How to keep only duplicates efficiently?
- by Marc Eaddy
Given an STL vector, I'd like an algorithm that outputs only the duplicates in sorted order, e.g.,
INPUT : { 4, 4, 1, 2, 3, 2, 3 }
OUTPUT: { 2, 3, 4 }
The algorithm is trivial, but the goal is to make it as efficient as std::unique().
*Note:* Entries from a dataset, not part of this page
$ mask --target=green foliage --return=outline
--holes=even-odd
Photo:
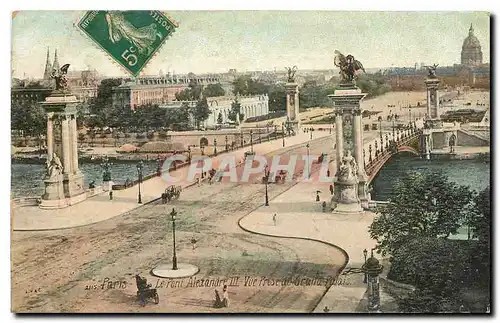
[[[474,232],[473,237],[479,242],[489,247],[491,230],[491,199],[490,188],[479,192],[474,198],[473,216],[470,219],[470,226]]]
[[[24,135],[40,136],[46,132],[47,121],[45,112],[40,104],[22,103],[11,108],[11,127],[22,130]]]
[[[299,90],[300,108],[331,106],[328,94],[333,94],[336,84],[318,85],[316,81],[307,81]]]
[[[356,81],[356,85],[363,93],[368,93],[367,97],[375,97],[392,90],[381,73],[362,74]]]
[[[220,83],[208,84],[205,89],[203,89],[203,96],[206,98],[212,98],[216,96],[224,96],[226,91],[222,88]]]
[[[250,76],[244,75],[233,81],[233,93],[239,95],[269,93],[269,85],[259,81],[254,81]]]
[[[399,180],[370,226],[372,239],[383,254],[422,237],[456,234],[471,209],[473,192],[442,173],[411,172]]]
[[[238,99],[235,99],[233,103],[231,103],[231,111],[229,111],[227,117],[229,118],[229,120],[236,122],[238,113],[240,114],[239,121],[241,122],[245,119],[245,116],[241,113],[241,103],[238,102]]]
[[[200,128],[201,122],[208,119],[211,111],[208,108],[207,98],[203,97],[196,103],[196,106],[190,110],[191,115],[193,116],[196,128]]]
[[[222,112],[219,112],[219,115],[217,116],[217,123],[218,124],[221,124],[223,121],[223,118],[222,118]]]
[[[269,111],[286,110],[286,91],[281,84],[273,84],[269,86]]]

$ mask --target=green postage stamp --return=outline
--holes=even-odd
[[[93,10],[83,16],[78,27],[137,76],[177,26],[158,10]]]

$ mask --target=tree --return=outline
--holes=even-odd
[[[240,115],[240,122],[245,119],[245,116],[241,113],[241,103],[238,102],[238,99],[236,98],[233,103],[231,103],[231,111],[229,111],[229,114],[227,115],[228,119],[236,122],[236,118],[238,116],[238,113]]]
[[[442,173],[408,173],[396,183],[389,203],[377,210],[370,236],[385,255],[416,238],[456,234],[472,196],[467,186],[448,181]]]
[[[222,112],[219,112],[219,115],[217,116],[217,123],[222,124]]]
[[[195,107],[191,109],[191,115],[193,116],[193,120],[195,122],[196,128],[200,128],[200,124],[208,119],[211,111],[208,108],[207,98],[202,98],[199,100]]]
[[[233,93],[240,95],[264,94],[269,93],[269,86],[245,75],[233,81]]]
[[[484,245],[490,244],[491,199],[490,188],[487,187],[474,197],[475,212],[470,220],[473,237]]]
[[[286,110],[286,92],[285,87],[280,84],[269,86],[269,111]]]
[[[15,104],[11,109],[11,127],[21,130],[24,136],[40,136],[47,130],[47,117],[40,104]]]
[[[97,88],[97,97],[90,105],[90,113],[95,116],[95,125],[109,126],[113,110],[113,88],[120,85],[121,79],[104,79]]]
[[[212,98],[216,96],[224,96],[226,95],[226,91],[222,88],[220,83],[217,84],[208,84],[205,89],[203,89],[203,96],[206,98]]]

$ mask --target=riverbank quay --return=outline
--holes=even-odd
[[[322,132],[321,134],[322,136],[318,134],[315,139],[321,139],[329,135],[328,132]],[[286,147],[290,148],[295,145],[301,145],[309,140],[309,134],[299,133],[296,136],[286,138]],[[281,138],[253,145],[253,150],[257,155],[264,155],[282,148]],[[218,156],[227,154],[233,156],[236,160],[242,160],[247,150],[247,147],[243,147],[218,154]],[[195,184],[194,181],[188,181],[188,171],[189,167],[177,168],[175,171],[172,171],[173,177],[183,179],[175,183],[175,185],[187,188]],[[104,221],[160,199],[161,194],[171,185],[172,183],[158,176],[144,180],[140,185],[141,204],[138,203],[138,185],[134,185],[122,190],[116,190],[113,193],[112,200],[109,199],[107,193],[103,192],[64,209],[42,210],[38,206],[33,205],[15,207],[11,209],[12,229],[15,231],[56,230]]]

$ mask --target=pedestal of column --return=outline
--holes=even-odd
[[[366,96],[353,85],[341,86],[329,95],[336,117],[337,169],[333,180],[331,209],[339,213],[363,212],[368,207],[368,176],[363,162],[363,131],[360,102]]]
[[[299,85],[297,83],[286,83],[286,115],[289,127],[294,134],[299,133],[300,117],[299,117]]]
[[[40,208],[63,208],[87,198],[78,168],[76,105],[74,95],[54,92],[42,103],[47,112],[47,175]]]

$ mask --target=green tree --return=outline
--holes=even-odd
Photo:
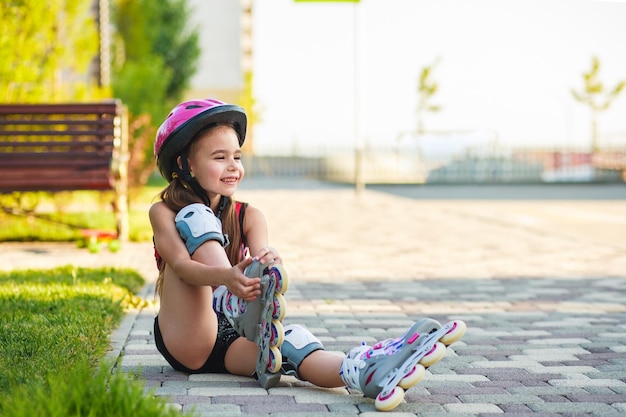
[[[613,101],[626,87],[626,80],[622,80],[612,89],[605,89],[604,83],[599,80],[600,60],[594,56],[591,59],[591,69],[583,73],[583,87],[572,95],[576,101],[589,107],[591,114],[591,150],[596,152],[598,144],[598,114],[608,110]]]
[[[439,91],[439,84],[432,79],[433,71],[439,58],[431,65],[422,68],[417,84],[417,133],[424,133],[424,115],[427,112],[438,112],[441,106],[432,104],[432,99]]]
[[[58,102],[98,94],[84,75],[98,53],[90,7],[83,0],[0,2],[0,101]]]
[[[130,113],[129,182],[142,186],[154,171],[156,128],[183,97],[200,47],[186,0],[116,0],[112,87]],[[132,198],[132,191],[131,191]]]
[[[158,123],[189,87],[200,57],[189,14],[186,0],[115,3],[113,91],[131,113]]]

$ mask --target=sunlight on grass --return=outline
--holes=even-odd
[[[0,272],[0,414],[175,416],[110,364],[96,364],[144,284],[135,271]]]
[[[131,198],[128,212],[129,239],[147,242],[152,239],[148,218],[149,206],[158,201],[167,183],[153,176],[147,186]],[[73,191],[56,194],[22,193],[25,208],[36,205],[31,214],[0,211],[0,242],[77,242],[82,240],[80,229],[115,230],[115,215],[108,193]],[[15,207],[15,198],[2,196],[0,205]]]
[[[23,269],[10,272],[0,271],[0,284],[14,285],[63,284],[78,285],[115,284],[133,293],[138,292],[144,284],[141,275],[127,268],[79,268],[72,265],[52,269]]]
[[[39,384],[18,387],[0,410],[5,417],[181,415],[167,404],[166,397],[155,398],[144,388],[120,372],[111,375],[106,366],[94,373],[89,364],[79,362],[67,372],[50,374]]]
[[[148,208],[164,185],[153,179],[135,196],[129,211],[131,240],[152,238]],[[23,208],[37,204],[38,211],[12,214],[6,205],[10,197],[1,198],[0,241],[79,244],[80,229],[115,228],[102,193],[22,197]],[[120,372],[111,375],[112,364],[98,365],[127,309],[148,303],[136,295],[144,284],[141,275],[125,268],[0,271],[0,415],[181,415],[143,383]]]

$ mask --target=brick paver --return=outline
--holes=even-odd
[[[431,316],[465,337],[390,416],[621,416],[626,412],[626,202],[416,201],[351,190],[244,190],[261,207],[292,278],[286,323],[327,349],[397,336]],[[621,230],[621,232],[619,232]],[[605,231],[608,231],[604,233]],[[18,268],[137,268],[149,244],[94,256],[63,245],[3,244]],[[152,339],[156,300],[131,311],[110,357],[146,389],[200,416],[373,416],[373,401],[283,377],[172,370]]]

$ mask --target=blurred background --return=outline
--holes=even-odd
[[[210,3],[190,2],[207,10],[193,16],[214,46],[188,94],[227,96],[211,82],[240,60],[256,116],[249,174],[623,180],[625,2],[250,1],[242,55],[206,20]]]
[[[625,1],[0,7],[0,101],[121,99],[131,189],[154,173],[156,127],[196,97],[247,109],[249,177],[624,181]]]

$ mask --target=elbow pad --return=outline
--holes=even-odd
[[[228,236],[222,233],[222,222],[204,204],[194,203],[181,209],[176,218],[176,230],[190,255],[209,240],[228,246]]]

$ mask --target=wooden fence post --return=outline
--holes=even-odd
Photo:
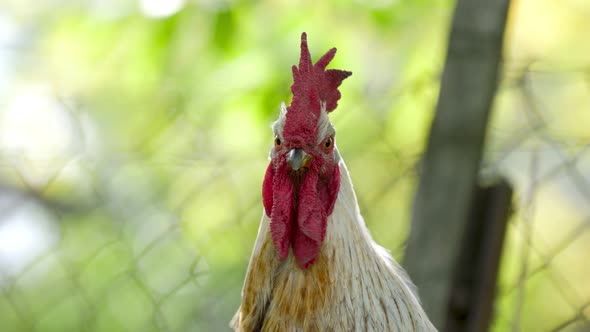
[[[512,188],[508,182],[476,188],[442,331],[488,330],[511,211]]]
[[[496,92],[509,0],[458,0],[413,209],[404,266],[446,326]]]

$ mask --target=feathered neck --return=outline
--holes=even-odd
[[[340,158],[340,190],[316,264],[281,261],[263,216],[234,318],[238,331],[436,331],[413,285],[371,238]]]

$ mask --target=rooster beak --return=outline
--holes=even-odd
[[[309,167],[311,159],[312,156],[305,153],[302,149],[293,149],[287,154],[287,164],[289,164],[294,171],[297,171],[300,168]]]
My naive implementation modifies the container in-place:
My naive implementation:
void keep_duplicates(vector<int>* pv)
{
// Sort (in-place) so we can find duplicates in linear time
sort(pv->begin(), pv->end());
vector<int>::iterator it_start = pv->begin();
while (it_start != pv->end())
{
size_t nKeep = 0;
// Find the next different element
vector<int>::iterator it_stop = it_start + 1;
while (it_stop != pv->end() && *it_start == *it_stop)
{
nKeep = 1; // This gets set redundantly
++it_stop;
}
// If the element is a duplicate, keep only the first one (nKeep=1).
// Otherwise, the element is not duplicated so erase it (nKeep=0).
it_start = pv->erase(it_start + nKeep, it_stop);
}
}
If you can make this more efficient, elegant, or general, please let me know. For example, a custom sorting algorithm, or copy elements in the 2nd loop to eliminate the erase() call.